The original MudRunner featured the wastelands of Siberia; this new title also contains limited U.S. inspired (via new maps and vehicles) downloadable content. While the two new maps won’t blow anyone away, it is nice to play with more recognizable (Hummer and Chevy, for instance) branded vehicles that look and feel like their actual counterparts. In contrast, the original ‘MudRunner’ consists solely of obscure heavy duty vehicles that provided zero/no ambiance beyond functionality.
Been here before? For those who’ve played either the original Spintires: Mudrunner or the complete package with its DLC, the Switch version is an excellent version of the title. I was shocked at how well the JoyCon’s work for the delicate navigation, camera work, and – most importantly – acceleration and braking required to succeed in the game. Perhaps the most useful aspect of this interface is the terrific rumble feedback that is constantly educating (in timing and intensity) on road and mud feel.

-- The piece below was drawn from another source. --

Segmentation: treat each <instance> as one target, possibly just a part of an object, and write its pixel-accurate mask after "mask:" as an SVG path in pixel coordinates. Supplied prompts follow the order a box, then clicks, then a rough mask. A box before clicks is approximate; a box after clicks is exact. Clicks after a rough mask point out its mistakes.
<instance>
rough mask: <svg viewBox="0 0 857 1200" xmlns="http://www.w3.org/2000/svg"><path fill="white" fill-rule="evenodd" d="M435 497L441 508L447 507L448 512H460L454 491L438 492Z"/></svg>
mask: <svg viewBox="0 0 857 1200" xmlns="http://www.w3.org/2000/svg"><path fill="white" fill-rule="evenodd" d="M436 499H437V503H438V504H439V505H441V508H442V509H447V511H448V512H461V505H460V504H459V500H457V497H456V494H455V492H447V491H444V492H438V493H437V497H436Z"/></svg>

Unlike other versions of MudRunner, I encountered no slowdown or glitching. Also sound effects remain solid, and menus are easily accessible. While the online community is logically sparse for a just released niche title, there were others already tag teaming to tackle maps. Plus, matchmaking was simple to execute. Last and being a mobile platform, it’s a tremendous luxury to be able to pick up and put down a map when frustration settles in and/or checkpoints reached.
On the flipside and if you’re brand new to Spintires: MudRunner, know what you’re getting into. This is a true simulation title that is proud to punish en route to success. The endless sloshing of stuck tires is a constant soundtrack, as it can take hours to complete even a short challenge. Slow and steady is the name of the game here, and patience the greatest commodity. If you’re reading between the lines, this is not a game for kids…unless mom and/or dad happen to truckers. Who like mud. And logs.
Also – and while it plays quite well – Spintires: MudRunner American Wilds is pretty barebones in presentation. Even branded vehicles won’t wow anyone, with the same said for terrain. Similarly, maps and HUD are dry and sometimes confusing. Expect to be regularly popping in and out of the wider map view to get bearings, as losing direction is more norm than exception. Finally, the game is too stupid too often in detecting when a truck is in the intended interaction zone. Usually this is easily corrected by a bit of movement in a particular direction to try again. Other times, it can be hair pulling irritating to line up what should be a simple activity.
This is not to scare newcomers away. My first foray into Spintires: MudRunners was on the PS4, and I found it surprisingly relaxing, intellectually challenging, and quite rewarding (when completing a challenge). Mud physics are incredibly realistic, which makes for a driving sensation like no other game out there. Therefore, if you’ve ever mudded, traversed across difficult terrain and enjoyed it, and/or threw an ATV out for a loop, you’re apt to have a huge grin across your face playing this game.
In contrast, those with a need for speed or a want for a Switch version of Truck Simulator…this is not for you. I would suspect several who buy this version sans advance knowledge will be done with it fifteen minutes in. Test: if strategic winching to escape a hopeless mud ditch isn’t for you, than Spintires: Mudrunners American Wilds is a ‘pass.’